When Rome Will Ditch Celibacy


Even for such an exceedingly top-down organisation, I think the institution is too large, wide-spread, too personnel-entrenched, for any one leader to root out child-rape in anything like a thorough manner. Attempts must be made, of course. 

The core issue is that the celibacy requirement, whatever spiritual/practical benefits the Church believes may accrue from it, by its nature invites psycho-sexually compromised men — who realise they are afflicted or no — who would, naturally, seek the shelter of, the neighborhood respect-conferring benefits of, this unique institution.

Absent the celibacy rule, the percentage of these compromised men in Church service would fall for the haven would not offer the active safe-harbor it remains for these men; fewer of these afflicted would seek the priesthood.

The Church has mandated priestly celibacy since around the year 600. Prior to that, the Universal Church had no universal rule, only the less than wholly clear Pauline notion that celibacy (for everyone) would be a terrific spiritual way to go (if only it made any practical sense). 

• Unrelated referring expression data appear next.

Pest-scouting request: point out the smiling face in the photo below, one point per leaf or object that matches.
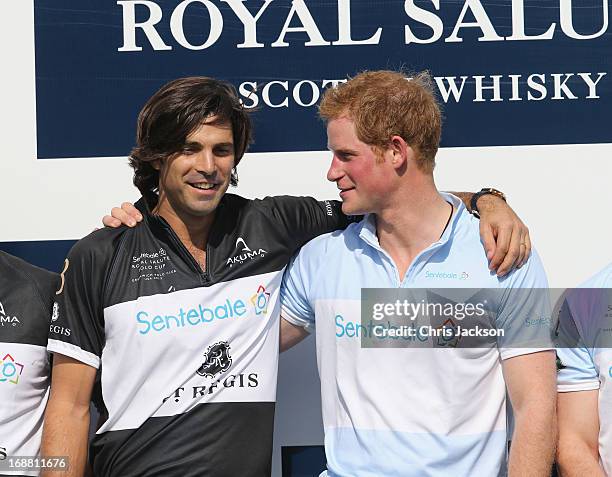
(192, 182)
(363, 179)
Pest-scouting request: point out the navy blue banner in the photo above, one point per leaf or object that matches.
(514, 72)
(49, 254)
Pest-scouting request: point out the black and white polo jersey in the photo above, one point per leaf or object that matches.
(188, 357)
(26, 300)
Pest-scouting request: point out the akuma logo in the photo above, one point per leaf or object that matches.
(246, 253)
(260, 300)
(217, 360)
(63, 277)
(10, 370)
(6, 319)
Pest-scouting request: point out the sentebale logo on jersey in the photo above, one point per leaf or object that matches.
(10, 370)
(6, 319)
(246, 253)
(200, 314)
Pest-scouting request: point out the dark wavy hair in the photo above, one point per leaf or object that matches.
(173, 113)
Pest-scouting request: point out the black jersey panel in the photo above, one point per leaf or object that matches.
(26, 298)
(216, 440)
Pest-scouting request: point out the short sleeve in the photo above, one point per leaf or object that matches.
(77, 322)
(304, 218)
(296, 306)
(576, 369)
(525, 312)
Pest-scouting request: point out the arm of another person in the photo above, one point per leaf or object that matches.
(505, 237)
(290, 334)
(578, 448)
(531, 383)
(66, 427)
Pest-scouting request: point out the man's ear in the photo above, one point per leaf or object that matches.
(400, 152)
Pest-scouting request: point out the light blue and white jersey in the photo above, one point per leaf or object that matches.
(585, 350)
(405, 411)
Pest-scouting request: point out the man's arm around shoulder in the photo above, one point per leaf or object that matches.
(578, 448)
(66, 426)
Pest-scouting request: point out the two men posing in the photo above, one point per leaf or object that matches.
(177, 342)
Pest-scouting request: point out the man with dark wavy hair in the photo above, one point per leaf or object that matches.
(180, 314)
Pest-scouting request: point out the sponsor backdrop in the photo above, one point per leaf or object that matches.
(525, 86)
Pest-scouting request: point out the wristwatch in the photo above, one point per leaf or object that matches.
(480, 193)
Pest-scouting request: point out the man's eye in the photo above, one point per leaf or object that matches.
(223, 151)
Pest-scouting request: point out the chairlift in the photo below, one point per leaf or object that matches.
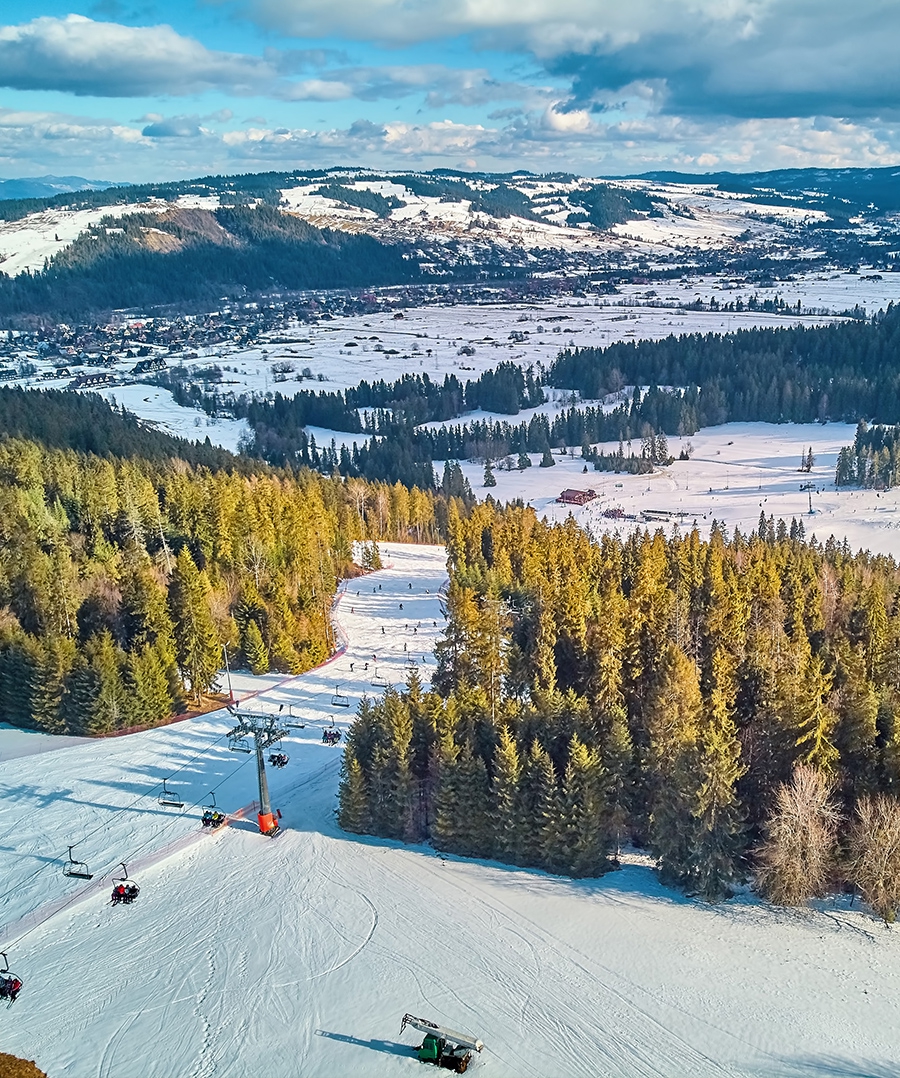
(75, 869)
(125, 890)
(167, 798)
(211, 817)
(10, 984)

If it were ever to amount to a question of Church institutional survival, there would be a hundred and more spiritual arguments offered in the College of Cardinals for ditching the celibacy mandate and ditching would win hands down.

Whoever the Pope were to be at such a perceived crisis-point, liberal or conservative, he’d be on the ditching side of the argument…that’s the nature of all very old, vast, successful institutions that have survived the throes of the cultural and political change Rome has faced.

The institution will always alter itself in the name of service, and of perpetuity.